Jason Hughes, Managing Director of Imperial Bricks, said: “We can now offer merchants new brick ranges and complementary products, as well as securing the reliable supply for which Imperial is recognised. (This means) merchants can sell more bricks and a wider choice, and differentiate their branches.”
The move was reportedly planned for several years and comes in response to growing demand for Imperial Bricks’ range of over 70 handmade, pressed and engineering bricks. The bricks are manufactured with exclusive partner factories in Europe and Asia, with Imperial working with its partners over many years to develop new ranges. As above, many of its bricks are processed by machine or hand at its UK premises to add authentic features such as weathering, sooting, or a reclamation finish.
The company recently announced a new exclusive partnership with a brick manufacturer in Turkey in a move said to provide “assurance of quality and year-round capacity for seven of its most popular brick colours and styles”. The plant meets all of the internationally recognised standards for ethical and quality manufacturing and the “sole supply” contract covers bricks made to Imperial’s specification, which are designed to match authentic regional brickwork found across the UK.
The brick blends include Country Blend, Farmhouse Orange, Imperial Blend, Olde Reclamation Clamp, Reclamation Shire Blend, Urban Weathered and Tudor Multi. These can now be identified as Imperial’s by a ‘stamp’ of its crown logo, found in the frog of the brick, which the company is introducing throughout 2021 and 2022.

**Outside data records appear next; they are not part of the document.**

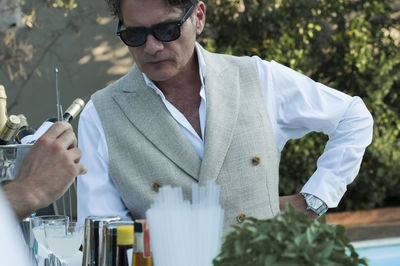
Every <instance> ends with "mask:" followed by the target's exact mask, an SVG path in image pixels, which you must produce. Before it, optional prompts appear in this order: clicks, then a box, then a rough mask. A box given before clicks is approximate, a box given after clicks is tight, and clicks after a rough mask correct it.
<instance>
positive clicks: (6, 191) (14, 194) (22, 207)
mask: <svg viewBox="0 0 400 266" xmlns="http://www.w3.org/2000/svg"><path fill="white" fill-rule="evenodd" d="M3 194H4V196H5V197H6V199H7V200H8V202H9V204H10V207H11V208H12V210H13V211H14V213H15V215H16V217H17V218H18V219H20V220H21V219H23V218H25V217H27V216H29V215H30V214H31V213H32V212H34V211H36V210H37V209H38V208H40V206H39V202H38V199H37V198H36V197H35V196H34V193H32V191H29V190H28V189H27V187H26V186H23V185H21V184H20V183H19V181H17V180H15V181H11V182H9V183H7V184H5V185H4V186H3Z"/></svg>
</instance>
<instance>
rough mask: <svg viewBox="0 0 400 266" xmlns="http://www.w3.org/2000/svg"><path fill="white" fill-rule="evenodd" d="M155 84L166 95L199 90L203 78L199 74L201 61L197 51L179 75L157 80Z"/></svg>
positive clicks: (194, 53) (167, 97)
mask: <svg viewBox="0 0 400 266" xmlns="http://www.w3.org/2000/svg"><path fill="white" fill-rule="evenodd" d="M154 84H155V85H156V86H157V87H158V88H159V89H160V90H161V91H162V92H163V93H164V95H165V97H167V98H168V95H170V94H174V93H185V94H186V93H193V92H194V91H195V92H197V93H198V92H199V91H200V88H201V80H200V74H199V63H198V59H197V53H196V52H194V53H193V56H192V57H191V58H190V59H189V61H188V63H187V64H186V66H185V69H184V70H183V71H181V72H180V73H179V74H178V75H176V76H174V77H172V78H171V79H169V80H166V81H155V82H154Z"/></svg>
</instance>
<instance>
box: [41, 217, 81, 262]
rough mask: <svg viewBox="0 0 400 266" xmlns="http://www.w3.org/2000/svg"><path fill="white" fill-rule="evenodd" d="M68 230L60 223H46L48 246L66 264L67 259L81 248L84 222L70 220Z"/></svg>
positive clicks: (73, 255) (56, 255) (47, 245)
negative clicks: (62, 225)
mask: <svg viewBox="0 0 400 266" xmlns="http://www.w3.org/2000/svg"><path fill="white" fill-rule="evenodd" d="M65 229H66V230H62V228H61V227H60V226H59V225H56V224H45V225H44V233H45V236H46V242H47V248H48V249H49V250H50V251H51V252H52V253H53V254H54V255H55V256H56V257H57V258H58V259H60V260H61V261H62V262H63V265H66V261H65V260H66V259H69V258H72V257H73V256H74V255H75V254H76V253H77V252H78V250H79V247H80V246H81V244H82V241H83V231H84V226H83V224H78V223H76V222H72V221H69V222H68V223H67V226H66V227H65Z"/></svg>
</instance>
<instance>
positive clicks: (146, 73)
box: [144, 71, 174, 82]
mask: <svg viewBox="0 0 400 266" xmlns="http://www.w3.org/2000/svg"><path fill="white" fill-rule="evenodd" d="M144 73H145V74H146V76H147V77H148V78H149V79H151V80H152V81H153V82H162V81H167V80H169V79H171V78H172V77H173V76H174V74H173V73H171V72H166V71H148V72H147V73H146V72H144Z"/></svg>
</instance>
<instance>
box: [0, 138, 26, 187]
mask: <svg viewBox="0 0 400 266" xmlns="http://www.w3.org/2000/svg"><path fill="white" fill-rule="evenodd" d="M32 145H33V144H11V145H0V184H1V183H3V182H4V181H8V180H14V179H15V177H16V176H17V174H18V172H19V169H20V168H21V165H22V161H23V160H24V158H25V155H26V153H27V152H28V151H29V149H30V148H31V147H32Z"/></svg>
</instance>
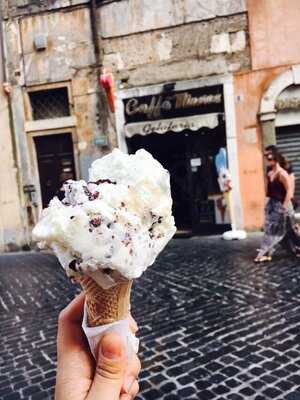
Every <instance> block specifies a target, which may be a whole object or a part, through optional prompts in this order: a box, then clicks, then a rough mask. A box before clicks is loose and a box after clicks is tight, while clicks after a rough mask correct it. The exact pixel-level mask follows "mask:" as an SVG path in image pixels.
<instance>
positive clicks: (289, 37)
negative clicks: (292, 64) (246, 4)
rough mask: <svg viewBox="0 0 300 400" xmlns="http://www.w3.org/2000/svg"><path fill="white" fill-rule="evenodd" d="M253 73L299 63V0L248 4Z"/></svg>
mask: <svg viewBox="0 0 300 400" xmlns="http://www.w3.org/2000/svg"><path fill="white" fill-rule="evenodd" d="M248 16H249V34H250V41H251V57H252V67H253V69H254V70H258V69H264V68H271V67H275V66H280V65H289V64H296V63H299V62H300V46H299V21H300V1H299V0H248Z"/></svg>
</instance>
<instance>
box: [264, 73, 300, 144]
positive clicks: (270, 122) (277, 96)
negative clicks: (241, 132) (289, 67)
mask: <svg viewBox="0 0 300 400" xmlns="http://www.w3.org/2000/svg"><path fill="white" fill-rule="evenodd" d="M299 84H300V65H293V66H291V67H290V68H289V69H288V70H287V71H285V72H282V73H281V74H279V75H278V76H277V78H275V79H274V80H273V81H272V82H271V84H270V85H269V87H268V89H267V90H266V91H265V93H264V95H263V97H262V99H261V103H260V111H259V114H258V116H259V120H260V122H261V127H262V134H263V136H262V139H263V146H264V147H266V146H269V145H275V144H276V129H275V128H276V108H275V104H276V99H277V98H278V96H279V95H280V93H281V92H282V91H283V90H284V89H286V88H287V87H289V86H291V85H299Z"/></svg>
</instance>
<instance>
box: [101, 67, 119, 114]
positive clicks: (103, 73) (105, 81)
mask: <svg viewBox="0 0 300 400" xmlns="http://www.w3.org/2000/svg"><path fill="white" fill-rule="evenodd" d="M99 82H100V85H101V86H102V87H103V89H104V90H105V92H106V96H107V101H108V104H109V108H110V111H111V112H113V113H114V112H115V93H114V92H115V90H114V77H113V74H112V73H111V72H108V71H107V70H106V69H103V72H102V74H101V75H100V78H99Z"/></svg>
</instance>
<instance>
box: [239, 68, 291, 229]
mask: <svg viewBox="0 0 300 400" xmlns="http://www.w3.org/2000/svg"><path fill="white" fill-rule="evenodd" d="M283 71H284V68H274V69H270V70H263V71H257V72H249V73H245V74H240V75H237V76H235V79H234V82H235V106H236V121H237V137H238V157H239V173H240V187H241V195H242V203H243V213H244V225H245V228H246V229H248V230H257V229H259V228H261V227H262V225H263V209H264V204H265V186H264V164H263V151H262V150H263V143H262V131H261V126H260V123H259V122H258V113H259V109H260V102H261V98H262V96H263V94H264V92H265V90H266V89H267V88H268V86H269V84H270V83H271V82H272V80H273V79H275V78H276V77H277V76H278V75H279V74H280V73H281V72H283Z"/></svg>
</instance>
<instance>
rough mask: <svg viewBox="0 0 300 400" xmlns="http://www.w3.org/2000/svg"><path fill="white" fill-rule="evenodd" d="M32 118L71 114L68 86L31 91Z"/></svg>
mask: <svg viewBox="0 0 300 400" xmlns="http://www.w3.org/2000/svg"><path fill="white" fill-rule="evenodd" d="M29 99H30V105H31V111H32V119H33V120H38V119H49V118H60V117H66V116H69V115H70V107H69V98H68V90H67V88H66V87H62V88H55V89H48V90H38V91H33V92H29Z"/></svg>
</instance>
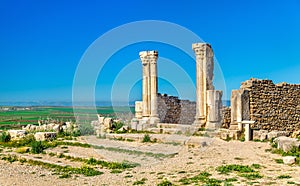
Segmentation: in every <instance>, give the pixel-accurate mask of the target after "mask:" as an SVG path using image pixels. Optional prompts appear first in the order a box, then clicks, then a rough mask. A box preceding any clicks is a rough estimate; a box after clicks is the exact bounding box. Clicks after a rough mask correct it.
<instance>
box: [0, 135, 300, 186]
mask: <svg viewBox="0 0 300 186" xmlns="http://www.w3.org/2000/svg"><path fill="white" fill-rule="evenodd" d="M140 135H142V134H140ZM157 137H158V138H159V136H157ZM161 137H162V138H163V137H165V136H163V135H162V136H161ZM173 137H174V136H173ZM178 139H179V138H178ZM182 140H183V141H184V143H186V142H187V141H186V140H187V139H186V138H184V137H182ZM189 140H192V141H197V140H198V141H202V142H203V141H207V143H206V144H207V145H208V146H205V145H204V146H205V147H201V146H197V145H196V146H195V145H178V144H177V143H173V144H172V143H170V142H168V143H140V142H127V141H116V140H108V139H98V138H96V137H93V136H90V137H87V138H85V139H82V138H81V139H79V141H82V142H85V143H90V144H94V145H101V146H103V147H106V148H109V147H111V148H114V149H119V151H111V150H106V149H93V148H83V147H74V146H68V147H61V146H59V147H56V148H54V149H48V150H47V153H46V154H38V155H33V154H17V153H14V151H13V150H7V149H3V151H2V152H1V154H2V156H3V154H17V155H18V156H23V157H25V158H27V159H29V158H30V159H35V160H40V161H45V162H49V163H56V164H60V165H71V166H73V167H80V166H81V163H79V162H74V161H70V160H66V159H64V158H58V157H51V156H49V153H50V152H54V153H64V154H65V155H70V156H76V157H85V158H89V157H94V158H96V159H106V160H109V161H118V162H120V161H123V160H127V161H131V162H137V163H139V164H141V165H140V166H138V167H135V168H132V169H126V170H124V171H123V172H121V173H111V170H109V169H105V168H98V169H99V170H100V171H101V172H103V173H104V174H102V175H99V176H92V177H86V176H83V175H72V177H71V178H59V177H58V175H56V174H54V173H53V171H51V170H49V169H46V168H42V167H40V166H30V165H28V164H26V163H24V164H22V163H20V162H18V161H16V162H13V163H9V162H7V161H4V160H0V185H1V186H2V185H3V186H4V185H52V186H53V185H133V184H134V183H135V182H136V181H139V180H142V179H143V180H144V182H145V183H144V185H157V184H158V183H160V182H161V181H162V180H164V179H167V180H169V181H171V182H172V183H173V184H176V185H181V184H182V183H181V182H179V180H180V179H181V178H190V177H193V176H195V175H198V174H199V173H201V172H203V171H206V172H208V173H210V174H212V175H211V176H210V178H216V179H222V180H224V179H226V178H237V181H234V182H231V183H232V184H233V185H290V184H294V185H300V166H297V165H292V166H289V165H284V164H278V163H276V162H275V160H274V159H280V158H281V156H280V155H277V154H272V153H270V152H266V151H265V150H266V149H270V144H269V143H266V142H264V143H263V142H240V141H229V142H226V141H223V140H220V139H217V138H213V139H211V138H204V137H192V138H189ZM201 144H203V143H201ZM202 146H203V145H202ZM124 149H125V151H124ZM128 151H132V152H142V153H140V154H137V153H128ZM147 152H151V153H152V155H153V154H159V153H160V154H163V155H165V156H158V157H153V156H151V155H149V154H148V155H147V154H146V153H147ZM174 154H175V155H174ZM168 155H174V156H173V157H166V156H168ZM228 164H239V165H252V164H259V165H261V168H260V169H258V171H259V173H260V174H261V175H262V176H263V177H262V178H260V179H254V180H248V179H246V178H243V177H240V176H239V174H238V173H230V174H229V175H224V174H219V173H218V172H217V171H216V167H218V166H221V165H228ZM280 175H289V176H290V177H291V178H286V179H278V178H277V177H278V176H280ZM288 183H290V184H288ZM222 184H223V183H222Z"/></svg>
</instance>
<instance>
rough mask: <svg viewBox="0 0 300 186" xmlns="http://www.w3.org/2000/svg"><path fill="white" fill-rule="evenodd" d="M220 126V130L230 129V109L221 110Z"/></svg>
mask: <svg viewBox="0 0 300 186" xmlns="http://www.w3.org/2000/svg"><path fill="white" fill-rule="evenodd" d="M221 113H222V126H221V128H225V129H228V128H229V127H230V122H231V108H230V107H225V106H224V107H223V108H222V112H221Z"/></svg>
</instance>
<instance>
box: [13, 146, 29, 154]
mask: <svg viewBox="0 0 300 186" xmlns="http://www.w3.org/2000/svg"><path fill="white" fill-rule="evenodd" d="M29 151H30V148H29V147H19V148H17V149H16V150H15V152H17V153H20V154H23V153H27V152H29Z"/></svg>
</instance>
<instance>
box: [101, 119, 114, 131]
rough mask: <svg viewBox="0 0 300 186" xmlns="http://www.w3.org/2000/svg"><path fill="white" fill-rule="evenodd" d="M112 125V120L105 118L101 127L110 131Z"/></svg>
mask: <svg viewBox="0 0 300 186" xmlns="http://www.w3.org/2000/svg"><path fill="white" fill-rule="evenodd" d="M112 123H113V120H112V118H105V119H104V124H103V125H104V127H105V128H107V129H110V128H111V127H112Z"/></svg>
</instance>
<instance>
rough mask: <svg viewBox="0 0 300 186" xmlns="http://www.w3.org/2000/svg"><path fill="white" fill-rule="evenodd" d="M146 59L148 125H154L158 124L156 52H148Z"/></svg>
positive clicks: (157, 54)
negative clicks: (149, 85)
mask: <svg viewBox="0 0 300 186" xmlns="http://www.w3.org/2000/svg"><path fill="white" fill-rule="evenodd" d="M148 57H149V60H150V94H151V96H150V103H151V104H150V108H151V112H150V124H156V123H158V122H159V118H158V112H157V93H158V92H157V58H158V52H157V51H149V52H148Z"/></svg>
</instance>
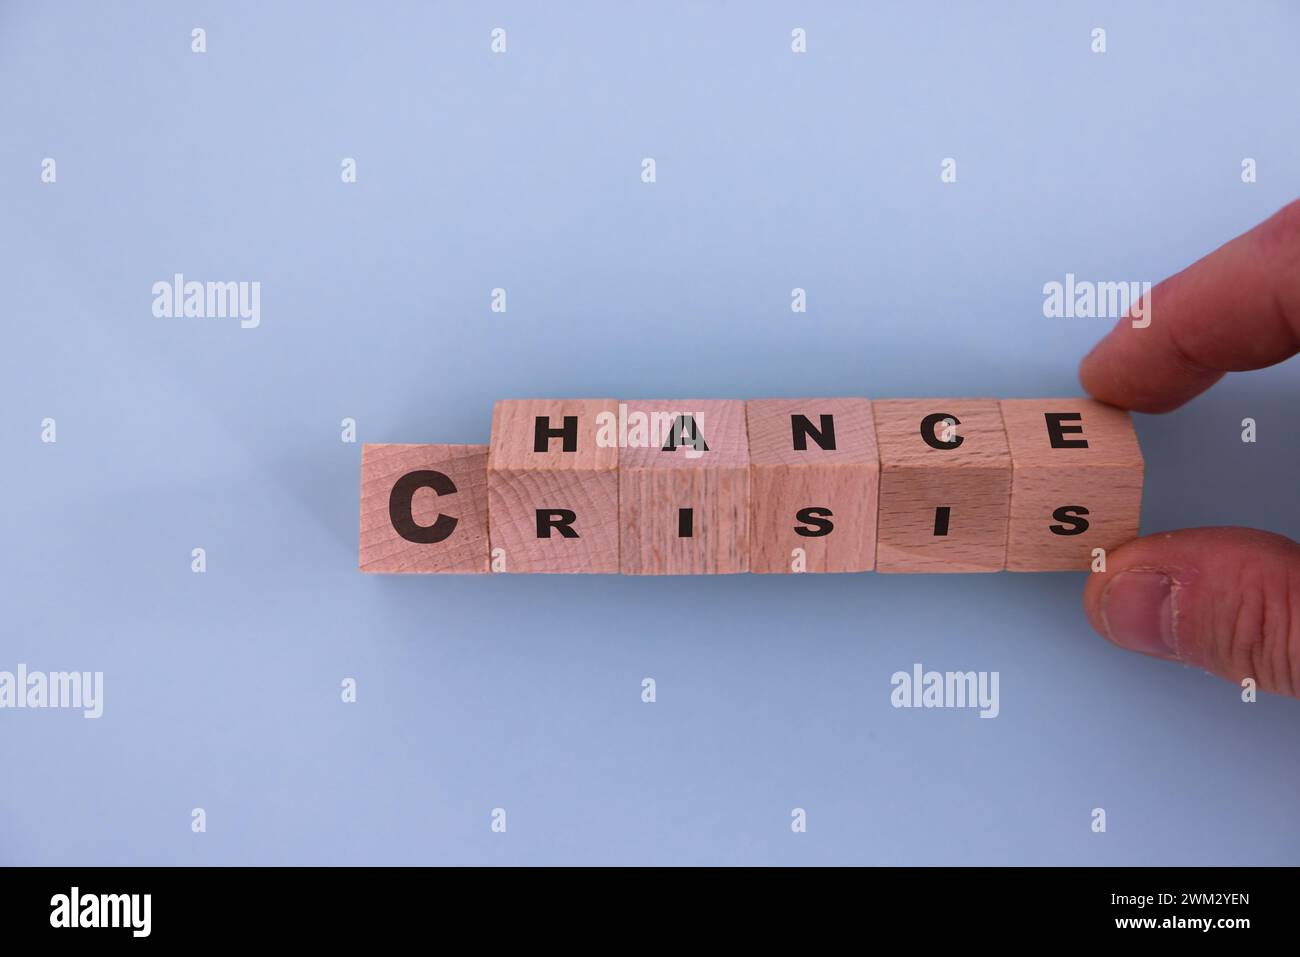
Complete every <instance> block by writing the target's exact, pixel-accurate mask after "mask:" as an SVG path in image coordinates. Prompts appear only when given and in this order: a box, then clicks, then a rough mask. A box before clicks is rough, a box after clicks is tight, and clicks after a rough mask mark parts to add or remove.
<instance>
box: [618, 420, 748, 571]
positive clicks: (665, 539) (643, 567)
mask: <svg viewBox="0 0 1300 957" xmlns="http://www.w3.org/2000/svg"><path fill="white" fill-rule="evenodd" d="M624 417H625V423H627V429H625V436H620V439H621V445H623V447H621V449H620V450H619V512H620V529H621V532H620V538H621V541H620V550H621V555H623V559H621V564H623V573H624V575H712V573H716V575H725V573H732V572H744V571H748V570H749V442H748V441H746V434H745V403H744V402H740V400H733V399H725V400H723V399H677V400H642V402H628V403H627V406H625V411H624ZM620 432H624V429H621V428H620Z"/></svg>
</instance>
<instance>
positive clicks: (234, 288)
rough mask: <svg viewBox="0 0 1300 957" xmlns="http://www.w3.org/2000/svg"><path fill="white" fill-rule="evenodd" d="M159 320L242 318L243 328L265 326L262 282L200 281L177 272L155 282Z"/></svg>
mask: <svg viewBox="0 0 1300 957" xmlns="http://www.w3.org/2000/svg"><path fill="white" fill-rule="evenodd" d="M153 316H155V317H156V319H238V320H239V328H240V329H256V328H257V326H259V325H261V282H257V281H253V282H247V281H240V282H233V281H231V282H196V281H188V282H187V281H186V278H185V276H183V274H182V273H175V276H173V277H172V281H170V282H168V281H166V280H159V281H157V282H155V283H153Z"/></svg>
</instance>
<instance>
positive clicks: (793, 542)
mask: <svg viewBox="0 0 1300 957" xmlns="http://www.w3.org/2000/svg"><path fill="white" fill-rule="evenodd" d="M745 417H746V421H748V425H749V481H750V507H749V523H750V524H749V537H750V544H749V570H750V571H751V572H758V573H783V572H798V571H806V572H866V571H871V570H872V568H874V567H875V564H876V505H878V495H879V489H880V456H879V452H878V450H876V428H875V420H874V417H872V415H871V402H870V400H868V399H755V400H751V402H746V403H745Z"/></svg>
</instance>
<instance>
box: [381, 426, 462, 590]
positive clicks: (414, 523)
mask: <svg viewBox="0 0 1300 957" xmlns="http://www.w3.org/2000/svg"><path fill="white" fill-rule="evenodd" d="M360 567H361V571H363V572H407V573H425V575H430V573H438V572H461V573H474V575H481V573H486V572H487V446H485V445H364V446H361V554H360Z"/></svg>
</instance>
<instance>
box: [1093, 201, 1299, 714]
mask: <svg viewBox="0 0 1300 957" xmlns="http://www.w3.org/2000/svg"><path fill="white" fill-rule="evenodd" d="M1151 300H1152V302H1151V303H1149V304H1148V315H1149V316H1152V319H1153V321H1152V322H1151V325H1149V326H1147V328H1134V326H1132V324H1131V322H1130V321H1128V320H1127V319H1126V320H1121V322H1119V324H1118V325H1117V326H1115V328H1114V329H1113V330H1112V332H1110V333H1109V334H1108V335H1106V337H1105V338H1104V339H1102V341H1101V342H1099V343H1097V346H1096V347H1095V348H1093V350H1092V351H1091V352H1089V354H1088V355H1087V356H1086V358H1084V360H1083V361H1082V363H1080V365H1079V380H1080V381H1082V382H1083V387H1084V389H1087V390H1088V391H1089V393H1091V394H1092V395H1093V397H1095V398H1097V399H1100V400H1102V402H1109V403H1110V404H1113V406H1119V407H1122V408H1130V410H1135V411H1138V412H1167V411H1170V410H1174V408H1178V407H1179V406H1182V404H1183V403H1184V402H1187V400H1188V399H1191V398H1193V397H1195V395H1199V394H1200V393H1203V391H1205V390H1206V389H1209V387H1210V386H1212V385H1214V384H1216V382H1217V381H1218V380H1219V378H1222V377H1223V373H1225V372H1239V371H1244V369H1261V368H1264V367H1266V365H1273V364H1275V363H1281V361H1284V360H1287V359H1290V358H1291V356H1292V355H1295V354H1296V352H1297V351H1300V200H1297V202H1295V203H1291V204H1290V205H1287V207H1286V208H1283V209H1282V211H1281V212H1278V213H1275V215H1274V216H1273V217H1271V218H1269V220H1266V221H1264V222H1262V224H1260V225H1258V226H1256V228H1255V229H1252V230H1249V231H1248V233H1244V234H1242V235H1239V237H1238V238H1236V239H1232V241H1231V242H1229V243H1227V244H1226V246H1221V247H1219V248H1218V250H1216V251H1214V252H1212V254H1210V255H1208V256H1205V257H1204V259H1201V260H1200V261H1197V263H1195V264H1192V265H1191V267H1188V268H1187V269H1184V270H1183V272H1180V273H1178V274H1177V276H1174V277H1171V278H1169V280H1165V281H1164V282H1161V283H1160V285H1158V286H1156V287H1154V289H1153V290H1152V293H1151ZM1297 489H1300V482H1297ZM1290 505H1291V506H1292V507H1295V501H1294V499H1292V501H1291V502H1290ZM1083 602H1084V607H1086V609H1087V612H1088V620H1091V622H1092V627H1093V628H1096V629H1097V631H1099V632H1101V635H1102V636H1105V637H1106V638H1109V640H1110V641H1113V642H1114V644H1117V645H1119V646H1121V648H1127V649H1130V650H1134V651H1141V653H1144V654H1149V655H1156V657H1158V658H1167V659H1170V661H1180V662H1184V663H1187V664H1193V666H1196V667H1200V668H1205V670H1206V671H1210V672H1213V674H1216V675H1221V676H1222V677H1226V679H1229V680H1231V681H1238V683H1240V681H1242V680H1243V679H1245V677H1252V679H1255V681H1256V683H1257V687H1258V688H1260V689H1262V690H1270V692H1278V693H1282V694H1291V696H1300V545H1297V544H1296V542H1294V541H1291V540H1290V538H1284V537H1283V536H1279V534H1273V533H1271V532H1260V531H1257V529H1251V528H1190V529H1183V531H1179V532H1164V533H1160V534H1153V536H1147V537H1145V538H1138V540H1135V541H1132V542H1128V544H1127V545H1123V546H1122V547H1119V549H1117V550H1114V551H1113V553H1110V554H1109V555H1108V557H1106V571H1105V572H1100V573H1097V575H1092V576H1089V580H1088V585H1087V588H1086V589H1084V593H1083Z"/></svg>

The new stamp means merchants, architects, developers and self-builders can identify genuine Imperial products, as a mark of the “quality and ethical manufacturing assurance” that comes with the brand.
Jason explained: “Some of our most popular handmade brick ranges are the first to feature the crown branding, and we’ll be rolling this out across our entire brick portfolio over the next year to protect our ongoing success and the growing demand for high-quality handmade bricks.”
Of the new partnership in Turkey, Jason said: “Imperial only works with factories on a long term, exclusive supply basis. We decline to work with manufacturers / factories who after working on product development look to supply multiple companies in the UK market, so on this basis we have moved to the new facility which meets our rigorous supply criteria.
“The transfer of the original development manager to the new facility ensures Imperial has a continual product pipeline in place, and innovative product development will be continued. This new partnership will afford us the opportunity to broaden our product portfolio into the wider built environment.”
Over the past 10 years, Imperial Bricks has launched a range of traditional handmade bricks to match each region of the UK. It lays claim to being the first company to take this ‘partnership-orientated’ approach with supplier factories, with the facilities meeting “strict ethical and quality assurances (and) at least six out of seven internationally recognised manufacturing and supply standards”. This includes CPR compliance/UKCA marking, SEDEX ethical trading audits and ISO 9001 and 14001.
Imperial’s new Turkish factory is said to be no exception whilst for full transparency of the supply chain, evidence of the standards is available to customers under an NDA, which “national and independent merchants have already viewed to their satisfaction”.
Imperial’s bricks and further details of its ethical and quality manufacturing policies can be viewed on its website.